Cheech und Chong sind bekannt für ihre Kifferkomödien, die oft skurrile und unvergessliche Szenen beinhalten. Ihre Filme bieten seichte Unterhaltung mit verstecktem Tiefgang, wenn man sich damit auseinandersetzen möchte, und zwingen den Zuschauer zu nichts.
Szenen und Details in den Filmen
In einer Szene sieht man, wie Cheech fernsieht und Chong mit dem Wagen nach Hause fährt, vorbei an dem Cheech & Chong Teen Center and Playground. Der Nachbar verscheucht wiederholt einen Hund von seinem Grundstück. Ein Junge kommt vorbei, und der Nachbar ist erleichtert, dass die Klavierstunde beginnen kann.
In einer anderen Szene ist Chong auf dem Motorrad zu sehen. Er will sich einen Bong bauen, findet aber nur einen Käfer in seinem Grasbehälter. Er raucht den Käfer, was sich als keine gute Idee erweist.
Früher sieht man, wie Cheech in dem Van die Straße entlangfährt. Der Nachbar gibt dem Jungen Klavierstunden und fordert ihn auf, "Für Elise" gefühlvoll zu spielen.
Interpretation und Tiefgang
Einige Zuschauer finden, dass die Filme von Cheech und Chong keinen Tiefgang und kein wirkliches Happy End haben. Die Interpretation bleibt dem Zuschauer überlassen. Themen wie ein erfülltes Leben, die Sinnhaftigkeit und Bedeutung von Arbeit und Freizeit, Leben und Tod bleiben im Film unbeantwortet, ohne den Zuschauer zu zwingen, darüber nachzudenken.
Arbeitsrechtliche Aspekte
In Bezug auf Szenen, die in Thailand spielen, wurde angemerkt, dass die Betty/Gudrun durch ihren Abgang lediglich der Verhaftung wegen ständiger Verletzung der thailändischen Arbeitsgesetze zuvorkommt. Die Frage nach Arbeitsgenehmigungen für Ausländer wird aufgeworfen, insbesondere für Tätigkeiten wie das Verteilen von Flugblättern und das Bedienen im Biergarten.
Es wurde jedoch betont, dass es sich um einen Spielfilm handelt und keine Dokumentation. Auf thailändisches Arbeitsrecht und Aufenthaltsrecht für Ausländer muss man bei einem solchen Stoff nicht wirklich Rücksicht nehmen.
Weitere Filme und Solo-Erfolge
Es ist ihr unverschämtester Film seit "Viel Rauch um nichts": Cheech und Chong in "Jetzt raucht überhaupt nichts mehr". Die beiden Stars der Kifferkomödie zeigen sich von ihrer wildesten und verrücktesten Seite. Zwei ausgeflippte Typen mit urkomischen Angewohnheiten, die sie dahin brachten, wo sie heute sind: außer Landes. Für Fans von Cheech und Chong erfüllt sich mit diesem Film der ultimative "Tütentraum".

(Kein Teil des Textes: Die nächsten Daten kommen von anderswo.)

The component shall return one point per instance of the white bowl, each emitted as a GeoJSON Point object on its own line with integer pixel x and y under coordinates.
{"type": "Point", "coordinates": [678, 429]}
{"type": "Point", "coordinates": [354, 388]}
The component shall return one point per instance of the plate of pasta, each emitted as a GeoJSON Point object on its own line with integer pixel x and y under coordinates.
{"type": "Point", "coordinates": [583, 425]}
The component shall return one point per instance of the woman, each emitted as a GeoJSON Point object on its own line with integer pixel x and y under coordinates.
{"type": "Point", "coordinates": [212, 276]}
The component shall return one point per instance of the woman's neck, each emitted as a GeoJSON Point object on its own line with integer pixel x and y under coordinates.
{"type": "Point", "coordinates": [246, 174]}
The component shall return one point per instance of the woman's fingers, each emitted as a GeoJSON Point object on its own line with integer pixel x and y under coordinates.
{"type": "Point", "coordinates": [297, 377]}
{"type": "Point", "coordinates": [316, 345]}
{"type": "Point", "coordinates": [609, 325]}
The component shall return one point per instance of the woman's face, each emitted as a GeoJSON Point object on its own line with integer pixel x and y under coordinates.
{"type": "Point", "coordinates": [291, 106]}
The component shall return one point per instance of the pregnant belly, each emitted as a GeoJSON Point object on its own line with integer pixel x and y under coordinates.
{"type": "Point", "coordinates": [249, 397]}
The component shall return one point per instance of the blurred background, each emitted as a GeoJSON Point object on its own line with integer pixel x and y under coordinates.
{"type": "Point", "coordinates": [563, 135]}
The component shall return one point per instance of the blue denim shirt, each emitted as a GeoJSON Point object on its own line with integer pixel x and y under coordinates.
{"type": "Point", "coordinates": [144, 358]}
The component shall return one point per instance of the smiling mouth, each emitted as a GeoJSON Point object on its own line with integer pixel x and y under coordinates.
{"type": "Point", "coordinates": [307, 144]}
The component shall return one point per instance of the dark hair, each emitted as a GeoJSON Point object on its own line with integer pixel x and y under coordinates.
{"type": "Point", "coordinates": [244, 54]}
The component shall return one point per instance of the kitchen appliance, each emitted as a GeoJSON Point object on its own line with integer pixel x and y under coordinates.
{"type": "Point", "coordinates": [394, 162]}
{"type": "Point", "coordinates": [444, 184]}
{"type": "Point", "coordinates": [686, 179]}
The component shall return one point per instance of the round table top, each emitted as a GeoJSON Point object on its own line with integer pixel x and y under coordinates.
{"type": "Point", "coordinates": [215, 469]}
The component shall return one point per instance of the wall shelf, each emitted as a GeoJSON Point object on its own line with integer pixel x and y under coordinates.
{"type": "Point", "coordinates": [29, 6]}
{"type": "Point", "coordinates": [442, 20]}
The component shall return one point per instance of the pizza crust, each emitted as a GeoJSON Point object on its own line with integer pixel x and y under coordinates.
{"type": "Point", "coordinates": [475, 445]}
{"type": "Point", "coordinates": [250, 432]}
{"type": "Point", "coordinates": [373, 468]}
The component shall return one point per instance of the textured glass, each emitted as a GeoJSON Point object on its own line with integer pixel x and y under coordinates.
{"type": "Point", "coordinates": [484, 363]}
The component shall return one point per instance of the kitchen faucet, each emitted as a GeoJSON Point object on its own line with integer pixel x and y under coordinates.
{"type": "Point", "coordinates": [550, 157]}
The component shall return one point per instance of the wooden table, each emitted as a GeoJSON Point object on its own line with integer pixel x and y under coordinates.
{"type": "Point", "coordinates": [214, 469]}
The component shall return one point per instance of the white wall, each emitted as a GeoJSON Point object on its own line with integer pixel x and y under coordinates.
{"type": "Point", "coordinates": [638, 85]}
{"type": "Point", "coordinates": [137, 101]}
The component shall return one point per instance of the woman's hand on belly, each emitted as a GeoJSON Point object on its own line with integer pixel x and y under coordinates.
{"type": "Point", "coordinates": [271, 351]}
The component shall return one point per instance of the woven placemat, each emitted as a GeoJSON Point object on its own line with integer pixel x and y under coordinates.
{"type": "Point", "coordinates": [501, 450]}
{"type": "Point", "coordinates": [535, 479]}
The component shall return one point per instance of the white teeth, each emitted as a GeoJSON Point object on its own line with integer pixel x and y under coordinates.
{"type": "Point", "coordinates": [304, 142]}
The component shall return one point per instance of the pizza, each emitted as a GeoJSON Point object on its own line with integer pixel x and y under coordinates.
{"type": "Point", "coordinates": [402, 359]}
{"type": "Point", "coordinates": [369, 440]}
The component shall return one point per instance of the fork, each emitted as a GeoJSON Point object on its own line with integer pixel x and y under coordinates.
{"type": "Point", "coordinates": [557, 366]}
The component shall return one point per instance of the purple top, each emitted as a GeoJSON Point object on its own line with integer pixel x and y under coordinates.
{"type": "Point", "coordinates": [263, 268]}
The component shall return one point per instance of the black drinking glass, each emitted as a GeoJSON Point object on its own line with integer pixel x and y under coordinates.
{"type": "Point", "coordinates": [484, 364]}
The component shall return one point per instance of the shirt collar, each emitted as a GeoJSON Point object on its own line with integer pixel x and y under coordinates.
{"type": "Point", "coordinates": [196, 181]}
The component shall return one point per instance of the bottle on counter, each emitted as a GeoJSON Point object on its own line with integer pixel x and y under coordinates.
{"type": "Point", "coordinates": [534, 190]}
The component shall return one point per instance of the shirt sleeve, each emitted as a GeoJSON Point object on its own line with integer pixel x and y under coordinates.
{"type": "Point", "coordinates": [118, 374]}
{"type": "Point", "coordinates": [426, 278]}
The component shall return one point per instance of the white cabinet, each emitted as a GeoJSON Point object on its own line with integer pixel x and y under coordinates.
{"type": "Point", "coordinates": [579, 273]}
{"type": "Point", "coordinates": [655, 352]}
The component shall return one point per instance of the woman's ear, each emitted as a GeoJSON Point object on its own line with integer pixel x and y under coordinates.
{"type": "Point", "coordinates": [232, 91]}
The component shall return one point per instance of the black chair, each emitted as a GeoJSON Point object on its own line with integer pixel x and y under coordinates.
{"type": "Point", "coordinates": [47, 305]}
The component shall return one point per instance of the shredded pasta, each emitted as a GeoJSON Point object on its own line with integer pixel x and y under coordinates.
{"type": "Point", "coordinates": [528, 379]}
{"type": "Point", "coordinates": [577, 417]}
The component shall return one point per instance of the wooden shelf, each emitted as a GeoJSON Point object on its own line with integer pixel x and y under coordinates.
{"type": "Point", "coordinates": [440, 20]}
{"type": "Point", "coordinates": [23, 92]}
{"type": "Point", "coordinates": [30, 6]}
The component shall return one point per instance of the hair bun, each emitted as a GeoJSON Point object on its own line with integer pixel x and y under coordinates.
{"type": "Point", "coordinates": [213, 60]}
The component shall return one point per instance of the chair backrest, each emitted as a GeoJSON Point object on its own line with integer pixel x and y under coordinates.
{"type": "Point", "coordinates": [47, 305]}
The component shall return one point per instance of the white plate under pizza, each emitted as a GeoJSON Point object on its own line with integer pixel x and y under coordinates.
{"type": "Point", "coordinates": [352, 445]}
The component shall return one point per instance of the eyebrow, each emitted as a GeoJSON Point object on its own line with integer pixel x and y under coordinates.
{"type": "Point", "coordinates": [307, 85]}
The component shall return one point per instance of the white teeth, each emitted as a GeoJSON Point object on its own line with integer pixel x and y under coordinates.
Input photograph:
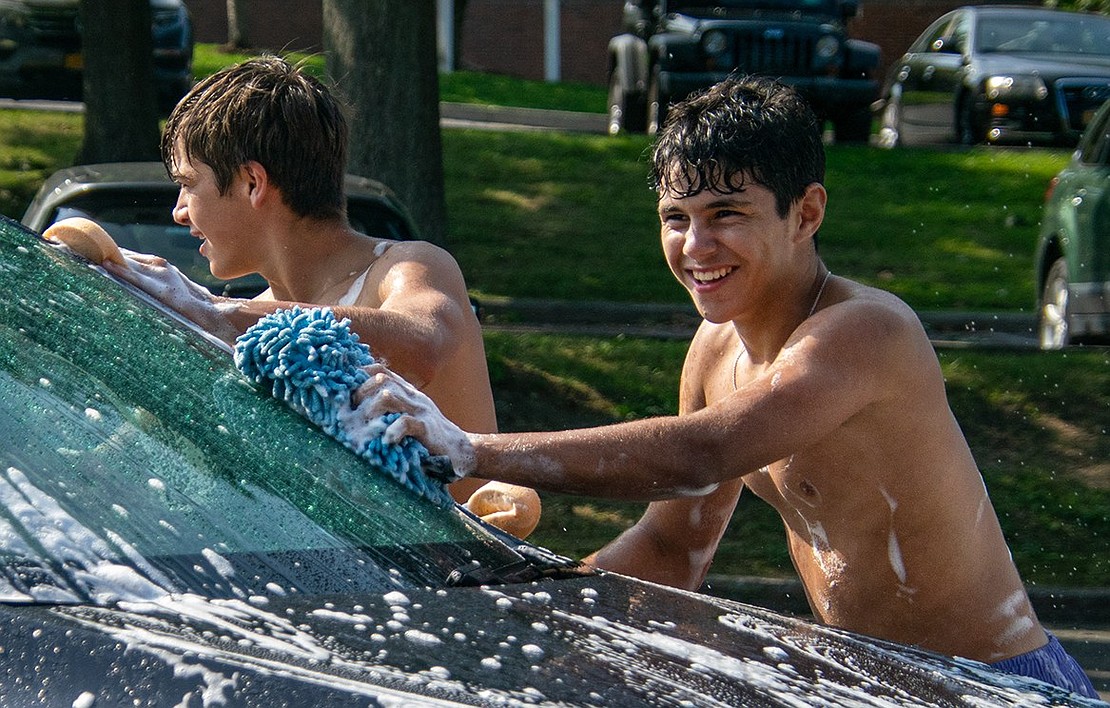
{"type": "Point", "coordinates": [708, 276]}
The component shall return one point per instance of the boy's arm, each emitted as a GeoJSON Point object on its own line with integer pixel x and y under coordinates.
{"type": "Point", "coordinates": [838, 364]}
{"type": "Point", "coordinates": [412, 316]}
{"type": "Point", "coordinates": [675, 540]}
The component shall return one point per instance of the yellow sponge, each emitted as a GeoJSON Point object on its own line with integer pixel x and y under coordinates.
{"type": "Point", "coordinates": [87, 239]}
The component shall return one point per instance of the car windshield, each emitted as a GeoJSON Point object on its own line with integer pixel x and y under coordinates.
{"type": "Point", "coordinates": [1068, 33]}
{"type": "Point", "coordinates": [137, 461]}
{"type": "Point", "coordinates": [708, 8]}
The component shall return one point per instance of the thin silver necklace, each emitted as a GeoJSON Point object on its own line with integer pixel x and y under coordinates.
{"type": "Point", "coordinates": [813, 309]}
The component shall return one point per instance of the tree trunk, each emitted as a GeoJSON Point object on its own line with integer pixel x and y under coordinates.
{"type": "Point", "coordinates": [120, 109]}
{"type": "Point", "coordinates": [236, 24]}
{"type": "Point", "coordinates": [382, 56]}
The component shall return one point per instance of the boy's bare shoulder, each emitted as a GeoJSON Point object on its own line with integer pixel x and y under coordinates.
{"type": "Point", "coordinates": [415, 251]}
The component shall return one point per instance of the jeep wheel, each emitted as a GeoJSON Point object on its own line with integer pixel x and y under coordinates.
{"type": "Point", "coordinates": [1052, 325]}
{"type": "Point", "coordinates": [657, 102]}
{"type": "Point", "coordinates": [626, 112]}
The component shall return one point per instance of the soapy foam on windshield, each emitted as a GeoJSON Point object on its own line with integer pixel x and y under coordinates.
{"type": "Point", "coordinates": [314, 362]}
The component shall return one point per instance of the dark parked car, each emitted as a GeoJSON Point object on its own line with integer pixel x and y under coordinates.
{"type": "Point", "coordinates": [999, 74]}
{"type": "Point", "coordinates": [670, 48]}
{"type": "Point", "coordinates": [1073, 251]}
{"type": "Point", "coordinates": [173, 535]}
{"type": "Point", "coordinates": [134, 203]}
{"type": "Point", "coordinates": [40, 49]}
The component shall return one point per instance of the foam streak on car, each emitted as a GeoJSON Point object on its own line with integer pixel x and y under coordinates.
{"type": "Point", "coordinates": [172, 535]}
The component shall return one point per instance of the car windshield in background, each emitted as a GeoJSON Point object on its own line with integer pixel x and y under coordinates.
{"type": "Point", "coordinates": [1066, 34]}
{"type": "Point", "coordinates": [706, 8]}
{"type": "Point", "coordinates": [148, 464]}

Mit DEM Komiker der 80er- und 90er-Jahre, Cheech Marin ("Viel Rauch um Nichts"). 15 Jahre Teil des Duos "Cheech und Chong" ist er auch solo auf Erfolgskurs.
Vom Glück verlassen reist Carlos (Cheech Marin) von Los Angeles nach Australien. Wider Erwarten reißt seine Pechsträhne auch Down Under nicht ab. Von Känguruhs und anderen Einheimischen muss er immer wieder Prügel einstecken. Dann macht ihm Alex (Emma Samms) ein Angebot: Sie gibt ihm Geld für die Rückreise, damit sie ihn ihren Eltern als Bräutigam vorstellen kann. Eigentlich liebt sie Bruce (Vernon Wells), einen angeberischen Nichtsnutz, aber den akzeptieren Mummy und Daddy nicht. Also muss Cheech herhalten, damit ihre Eltern das kleinere Übel, Bruce, akzeptieren.